3話 学者達の乗る船

03.女神からの忠告


「ともかく、テレポート、使ってみましょう。どのくらい移動出来るのか把握させてください」
「了解」

 クライドの言葉に従い、能力を使用する。特に場所の指定はせず、庭園の端まで移動する気持ちだけを込めた。

「――……うーん、あんまり飛距離は長くありませんね」
「うん、私もあまりにもあっても無くても一緒みたいな力で驚いてるよ」

 移動距離、1メートル強。移動に力を込める時間を鑑みても、走ってその場から移動した方が早いだろう。暗い面持ちの同僚を見ていると、その事実がすんなり理解出来た。首を捻りながら、彼は独り言とも話し掛けているともつかない言葉を吐き出す。

「これは、鍛えれば距離を伸ばす事が出来るものなのか……? いやそもそも、イオさんはテクスチャを貼られている状態で、本来の状態では無いのだから能力の機能が低下しているのかもしれないな……」
「確かにこの変な能力を使う度に、テクスチャが嫌な音を立ててるのは分かる」
「ええ!? 回数制限もあると、視野に入れておいた方がよさそうですね」
「だけどさ、最悪私がバラバラに分解されても何か平気のような気もするよ」
「いやいやいや! 最終手段ですよ、そんなの。折角、実体を持てているんですからその身体も大事にしましょう」

 かなりの常識人、クライド。彼の人道に倣った言葉は本当に癒やし効果がある。この先、何があっても見捨てられる事は無さそうな、放置されて捨て駒にされる事は無さそうな謎の信頼感さえ覚える程だ。

「クライドは、友達とかたくさんいそうだね」
「どうしてそう思うんですか?」
「性格が良いからかなあ……。うん、やっぱり友達多そうだわ」
「そうでしょうかね。皆さん、確かに俺の事は良い人だと言ってくれますけど、だけどそれだけですよ。交友関係にはあまり良い思い出がありません」

 そう締め括るとクライドはそのまま閉口した。彼のたまにある、触ってはいけない話題だったようだ。仕方無く話題を振った張本人であるイオもまた、そんな話など無かったかのようにそれ以上の詮索を封じる。
 案の定、クライドの方から話題を変えてきた。まるで何事も無かったかのように、関係の無い話を始める。

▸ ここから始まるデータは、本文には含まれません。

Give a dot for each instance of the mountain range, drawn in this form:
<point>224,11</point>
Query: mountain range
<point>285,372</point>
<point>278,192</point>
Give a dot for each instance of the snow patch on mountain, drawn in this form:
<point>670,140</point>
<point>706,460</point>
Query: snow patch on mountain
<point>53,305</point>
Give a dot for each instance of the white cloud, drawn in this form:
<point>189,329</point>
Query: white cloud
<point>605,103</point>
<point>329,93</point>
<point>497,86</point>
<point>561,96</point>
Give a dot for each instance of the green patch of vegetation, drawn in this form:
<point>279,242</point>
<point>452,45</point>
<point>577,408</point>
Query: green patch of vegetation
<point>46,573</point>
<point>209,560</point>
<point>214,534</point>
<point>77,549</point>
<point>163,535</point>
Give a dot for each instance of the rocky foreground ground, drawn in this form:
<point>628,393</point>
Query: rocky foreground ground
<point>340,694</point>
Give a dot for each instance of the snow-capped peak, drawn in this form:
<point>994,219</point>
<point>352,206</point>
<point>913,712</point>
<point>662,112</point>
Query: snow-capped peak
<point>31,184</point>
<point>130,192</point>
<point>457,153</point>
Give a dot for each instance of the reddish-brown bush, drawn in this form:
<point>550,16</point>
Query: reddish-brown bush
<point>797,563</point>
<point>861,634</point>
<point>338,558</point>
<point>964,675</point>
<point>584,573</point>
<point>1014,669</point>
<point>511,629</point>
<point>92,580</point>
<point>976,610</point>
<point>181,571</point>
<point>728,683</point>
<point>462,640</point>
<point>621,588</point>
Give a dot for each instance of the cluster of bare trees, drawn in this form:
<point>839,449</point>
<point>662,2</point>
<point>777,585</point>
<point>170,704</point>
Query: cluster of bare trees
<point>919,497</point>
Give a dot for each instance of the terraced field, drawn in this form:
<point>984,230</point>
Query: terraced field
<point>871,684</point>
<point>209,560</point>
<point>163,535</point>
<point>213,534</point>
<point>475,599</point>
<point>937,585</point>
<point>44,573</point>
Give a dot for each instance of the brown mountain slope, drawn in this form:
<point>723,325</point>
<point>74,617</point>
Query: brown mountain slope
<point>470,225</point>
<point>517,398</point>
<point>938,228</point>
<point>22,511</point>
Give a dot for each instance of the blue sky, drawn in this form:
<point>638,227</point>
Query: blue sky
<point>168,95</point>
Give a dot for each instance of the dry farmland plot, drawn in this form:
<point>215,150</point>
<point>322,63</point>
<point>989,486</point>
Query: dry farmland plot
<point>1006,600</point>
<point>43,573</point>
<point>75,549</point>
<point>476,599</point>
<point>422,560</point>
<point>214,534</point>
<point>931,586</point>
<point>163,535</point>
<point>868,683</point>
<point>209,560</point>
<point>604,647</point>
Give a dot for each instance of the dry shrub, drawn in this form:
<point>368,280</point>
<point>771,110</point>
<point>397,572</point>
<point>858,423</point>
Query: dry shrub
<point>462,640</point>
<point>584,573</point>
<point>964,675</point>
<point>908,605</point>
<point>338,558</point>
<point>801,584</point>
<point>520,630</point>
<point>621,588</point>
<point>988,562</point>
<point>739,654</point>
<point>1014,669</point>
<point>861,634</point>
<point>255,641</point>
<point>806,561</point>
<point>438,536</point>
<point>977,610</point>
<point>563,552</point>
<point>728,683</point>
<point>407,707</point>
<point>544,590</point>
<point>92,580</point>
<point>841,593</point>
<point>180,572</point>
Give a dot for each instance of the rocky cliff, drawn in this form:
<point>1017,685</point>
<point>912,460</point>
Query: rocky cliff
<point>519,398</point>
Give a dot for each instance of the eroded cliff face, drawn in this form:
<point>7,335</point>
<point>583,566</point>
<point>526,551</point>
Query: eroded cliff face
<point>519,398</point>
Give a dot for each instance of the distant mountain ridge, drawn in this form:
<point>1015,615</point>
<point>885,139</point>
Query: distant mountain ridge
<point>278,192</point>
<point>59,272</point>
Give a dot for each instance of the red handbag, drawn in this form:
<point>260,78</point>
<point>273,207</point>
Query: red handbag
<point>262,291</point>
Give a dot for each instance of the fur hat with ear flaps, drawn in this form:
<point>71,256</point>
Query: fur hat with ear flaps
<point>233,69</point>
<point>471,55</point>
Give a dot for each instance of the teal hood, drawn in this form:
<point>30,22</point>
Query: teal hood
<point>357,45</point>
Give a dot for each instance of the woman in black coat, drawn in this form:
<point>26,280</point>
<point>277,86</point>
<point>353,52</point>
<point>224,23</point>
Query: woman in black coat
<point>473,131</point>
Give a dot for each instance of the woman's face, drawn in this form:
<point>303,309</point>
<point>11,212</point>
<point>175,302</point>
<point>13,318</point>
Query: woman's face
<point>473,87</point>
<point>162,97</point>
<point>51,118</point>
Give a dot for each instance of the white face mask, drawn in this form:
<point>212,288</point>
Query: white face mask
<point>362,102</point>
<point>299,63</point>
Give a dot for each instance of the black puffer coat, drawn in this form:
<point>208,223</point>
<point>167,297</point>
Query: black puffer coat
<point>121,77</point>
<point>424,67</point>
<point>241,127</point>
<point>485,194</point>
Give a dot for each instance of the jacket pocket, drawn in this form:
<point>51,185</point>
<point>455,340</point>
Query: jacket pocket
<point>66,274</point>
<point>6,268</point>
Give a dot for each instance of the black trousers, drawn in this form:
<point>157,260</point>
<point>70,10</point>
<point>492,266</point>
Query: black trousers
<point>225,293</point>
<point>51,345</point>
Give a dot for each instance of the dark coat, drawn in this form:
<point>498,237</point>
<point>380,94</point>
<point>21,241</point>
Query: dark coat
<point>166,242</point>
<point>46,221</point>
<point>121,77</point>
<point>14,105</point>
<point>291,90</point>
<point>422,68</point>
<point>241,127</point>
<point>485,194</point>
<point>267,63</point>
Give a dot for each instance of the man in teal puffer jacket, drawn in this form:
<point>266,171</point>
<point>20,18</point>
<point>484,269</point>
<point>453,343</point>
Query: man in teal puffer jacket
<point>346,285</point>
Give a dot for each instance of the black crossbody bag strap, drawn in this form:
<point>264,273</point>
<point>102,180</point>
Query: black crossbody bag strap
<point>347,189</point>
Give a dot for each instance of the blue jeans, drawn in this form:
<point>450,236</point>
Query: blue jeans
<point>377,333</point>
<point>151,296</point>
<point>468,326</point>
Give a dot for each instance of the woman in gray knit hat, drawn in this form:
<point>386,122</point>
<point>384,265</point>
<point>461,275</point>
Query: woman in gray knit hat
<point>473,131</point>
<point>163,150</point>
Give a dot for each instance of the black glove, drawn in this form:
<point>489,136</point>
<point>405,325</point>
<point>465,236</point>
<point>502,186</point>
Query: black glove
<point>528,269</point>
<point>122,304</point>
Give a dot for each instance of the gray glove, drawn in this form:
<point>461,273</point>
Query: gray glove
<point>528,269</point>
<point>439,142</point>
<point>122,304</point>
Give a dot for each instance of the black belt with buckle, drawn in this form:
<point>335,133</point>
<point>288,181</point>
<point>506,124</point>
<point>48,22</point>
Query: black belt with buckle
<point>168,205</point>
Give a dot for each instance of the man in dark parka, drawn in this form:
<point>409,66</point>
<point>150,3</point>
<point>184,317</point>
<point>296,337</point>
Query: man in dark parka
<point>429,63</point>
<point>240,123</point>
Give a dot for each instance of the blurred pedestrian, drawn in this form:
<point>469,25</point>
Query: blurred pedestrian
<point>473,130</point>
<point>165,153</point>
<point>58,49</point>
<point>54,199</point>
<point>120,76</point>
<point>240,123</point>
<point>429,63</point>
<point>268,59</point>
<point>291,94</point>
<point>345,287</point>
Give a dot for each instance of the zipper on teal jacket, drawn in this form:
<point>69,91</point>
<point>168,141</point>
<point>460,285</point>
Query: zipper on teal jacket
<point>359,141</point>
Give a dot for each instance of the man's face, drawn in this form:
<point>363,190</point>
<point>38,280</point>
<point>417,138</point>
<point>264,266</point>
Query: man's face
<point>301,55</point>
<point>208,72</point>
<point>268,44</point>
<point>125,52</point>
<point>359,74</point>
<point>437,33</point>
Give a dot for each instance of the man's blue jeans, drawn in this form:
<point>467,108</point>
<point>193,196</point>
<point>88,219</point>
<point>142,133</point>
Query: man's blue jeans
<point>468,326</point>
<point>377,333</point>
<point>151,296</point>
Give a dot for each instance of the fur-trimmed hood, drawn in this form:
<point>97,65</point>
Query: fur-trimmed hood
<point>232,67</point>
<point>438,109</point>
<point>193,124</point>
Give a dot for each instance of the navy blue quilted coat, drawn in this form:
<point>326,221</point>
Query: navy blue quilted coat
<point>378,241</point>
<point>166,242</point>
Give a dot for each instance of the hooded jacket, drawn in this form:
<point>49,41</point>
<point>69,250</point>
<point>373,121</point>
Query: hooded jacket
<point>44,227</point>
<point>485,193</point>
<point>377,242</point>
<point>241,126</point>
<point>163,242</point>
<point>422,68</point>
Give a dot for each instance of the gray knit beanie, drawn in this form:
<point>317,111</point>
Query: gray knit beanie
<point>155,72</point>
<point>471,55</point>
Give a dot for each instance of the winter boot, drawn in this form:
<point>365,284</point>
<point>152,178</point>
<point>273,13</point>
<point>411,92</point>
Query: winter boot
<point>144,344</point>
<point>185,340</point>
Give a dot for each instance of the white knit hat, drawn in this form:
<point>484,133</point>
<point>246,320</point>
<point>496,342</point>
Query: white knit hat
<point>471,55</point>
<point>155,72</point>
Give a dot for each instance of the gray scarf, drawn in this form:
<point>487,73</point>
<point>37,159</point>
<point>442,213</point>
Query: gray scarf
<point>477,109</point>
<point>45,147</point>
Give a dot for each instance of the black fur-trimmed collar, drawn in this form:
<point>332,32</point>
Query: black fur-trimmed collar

「そういえば、イオさんは今日、テクスチャを良い物に貼替えるんでしたね。出来ればそのフードは取ってお話が出来るようになればいいのですが」
「ああ、そういえばフードだったね……」
「邪魔じゃないんですか? そのフード」
「邪魔って言うか、そもそも視界がデフォルトで悪いし、服を着てる感覚も曖昧だし、髪の毛が生えてる状態でも無さそうだから……。邪魔って事を感じ取る事が出来ないわ」
「そ、そうですか。なかなかに壮絶ですね……」

 引き攣った顔をするクライドをボンヤリ見ていると、不意にクロノスがふらりと現れた。彼女は特殊な方法で庭園の内部を移動しているのかもしれない。今も唐突に現れたかのように見える。
 そんな彼女はその隣に大柄の男性を連れていた。如何にも職人と言った体の人物だ。恐らく彼がテクスチャ職人とやらだおるな、と直感する。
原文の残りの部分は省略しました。